Il sindaco Mario Conio: «Massima attenzione nei confronti dei cittadini interessati da questo progetto epocale»

Taggia. Partiranno a giorni le lettere su carta intestata dell’Asl1 Imperiese, indirizzate ai proprietari interessati dal progetto di costruzione dell’ospedale unico provinciale, o nuovo che dir si voglia, destinato a sorgere, non prima di 3 o 4 anni, nell’area a nord della nuova stazione ferroviaria.

Si è tenuta giovedì 15 luglio l’ultima riunione sul tema tra Comune, Asl1 e Regione: gli enti pubblici promotori del progetto tanto atteso dai medici, quanto osteggiato da alcuni cittadini. Nel corso di quest’ultimo vertice tra tecnici, a cui ha presenziato il sindaco Mario Conio, è emersa la necessità di provvedere ad una comunicazione formale nei confronti dei proprietari dei terreni che ricadranno all’interno del perimetro di intervento.

Una comunicazione, imprescindibile all’approvazione definitiva della variante urbanistica (prossimamente in consiglio comunale), che andrà ad interessare sicuramente coloro che riceveranno, in un futuro più remoto che prossimo, il provvedimento di esproprio. Tra i destinatari della missiva di Asl1, figurano anche i proprietari solo potenzialmente toccati dalla realizzazione dell’ospedale unico e della viabilità accessoria e connessa che ne conseguirà.

Stando alle stime degli Uffici del municipio, ammonta a circa 130 mila metri quadrati l’appezzamento, notevolmente frazionato, ricompreso nel progetto. La stragrande maggioranza dei terreni è di natura agricola, il cui valore, tuttavia, si è accresciuto negli ultimi anni. La comunicazione dell’Asl darà modo ai proprietari di presentare delle osservazioni all’iter in corso entro e non oltre 30 giorni dalla ricezione o dalla pubblicazione del documento sull’albo pretorio del Comune. Poi, il cronoprogramma prevede il passaggio in consiglio comunale della variante al piano regolatore esistente volta a sancire, una volta per tutte, l’area in cui sorgerà il nuovo ospedale. L’elenco dei cittadini che riceveranno la lettera è già stato stilato. Manca solo il visto del Comune che sta procedendo alla verifica puntuale degli indirizzi.
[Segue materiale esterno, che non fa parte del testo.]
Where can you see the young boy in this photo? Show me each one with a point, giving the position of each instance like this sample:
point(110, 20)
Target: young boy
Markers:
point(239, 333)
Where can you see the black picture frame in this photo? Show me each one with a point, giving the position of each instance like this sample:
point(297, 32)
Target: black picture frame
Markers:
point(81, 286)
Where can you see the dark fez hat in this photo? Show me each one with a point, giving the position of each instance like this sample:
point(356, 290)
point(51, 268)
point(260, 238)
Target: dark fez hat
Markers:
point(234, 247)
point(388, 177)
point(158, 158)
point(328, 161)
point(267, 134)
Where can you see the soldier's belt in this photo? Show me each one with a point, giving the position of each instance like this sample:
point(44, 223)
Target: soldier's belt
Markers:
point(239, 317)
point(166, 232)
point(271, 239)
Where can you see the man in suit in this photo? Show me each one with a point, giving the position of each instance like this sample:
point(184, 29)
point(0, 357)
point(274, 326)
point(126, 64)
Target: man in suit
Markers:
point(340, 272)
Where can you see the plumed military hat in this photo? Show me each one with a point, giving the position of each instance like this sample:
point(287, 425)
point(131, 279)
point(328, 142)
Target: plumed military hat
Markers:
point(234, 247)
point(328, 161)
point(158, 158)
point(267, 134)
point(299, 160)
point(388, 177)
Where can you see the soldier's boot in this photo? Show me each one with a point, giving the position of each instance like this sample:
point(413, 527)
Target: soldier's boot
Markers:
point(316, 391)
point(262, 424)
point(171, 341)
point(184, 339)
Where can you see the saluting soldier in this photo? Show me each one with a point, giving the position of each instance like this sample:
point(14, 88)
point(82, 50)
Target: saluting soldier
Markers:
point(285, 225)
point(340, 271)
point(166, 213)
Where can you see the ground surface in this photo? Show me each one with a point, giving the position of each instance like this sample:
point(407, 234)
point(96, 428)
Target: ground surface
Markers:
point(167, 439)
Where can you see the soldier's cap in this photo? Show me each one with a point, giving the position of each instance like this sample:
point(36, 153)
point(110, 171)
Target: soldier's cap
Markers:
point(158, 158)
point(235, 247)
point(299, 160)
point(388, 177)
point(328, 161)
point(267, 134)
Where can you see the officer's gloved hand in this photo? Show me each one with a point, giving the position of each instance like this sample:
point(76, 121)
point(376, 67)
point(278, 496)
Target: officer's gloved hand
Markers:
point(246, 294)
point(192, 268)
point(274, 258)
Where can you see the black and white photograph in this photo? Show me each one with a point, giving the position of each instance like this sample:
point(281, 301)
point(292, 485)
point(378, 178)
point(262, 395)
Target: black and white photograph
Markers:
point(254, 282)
Riviera24-mario conio sindaco

«In questi ultimi due mesi di lavoro sono state fatte tutte le verifiche di tipo ambientale per arrivare alla costruzione del nuovo ospedale, il cui progetto dovrà contenere alcuni interventi accessori, richiesti dalla mia amministrazione, indispensabili per integrare il polo sanitario con il contesto cittadino e la viabilità esistente, – commenta il sindaco Conio. L’area su cui sorgerà l’ospedale unico è quella dietro la nuova stazione, guardando a nord. Ricevuta dai cittadini la comunicazione con cui vengono informati ufficialmente che si sta predisponendo la variante, questa verrà portata all’approvazione dal consiglio comunale. L’ultimo step di competenza del mio Comune. A quel punto, Asl avrà tutti i titoli per indire il bando per la progettazione che, a mio avviso, richiederà almeno due anni di tempo.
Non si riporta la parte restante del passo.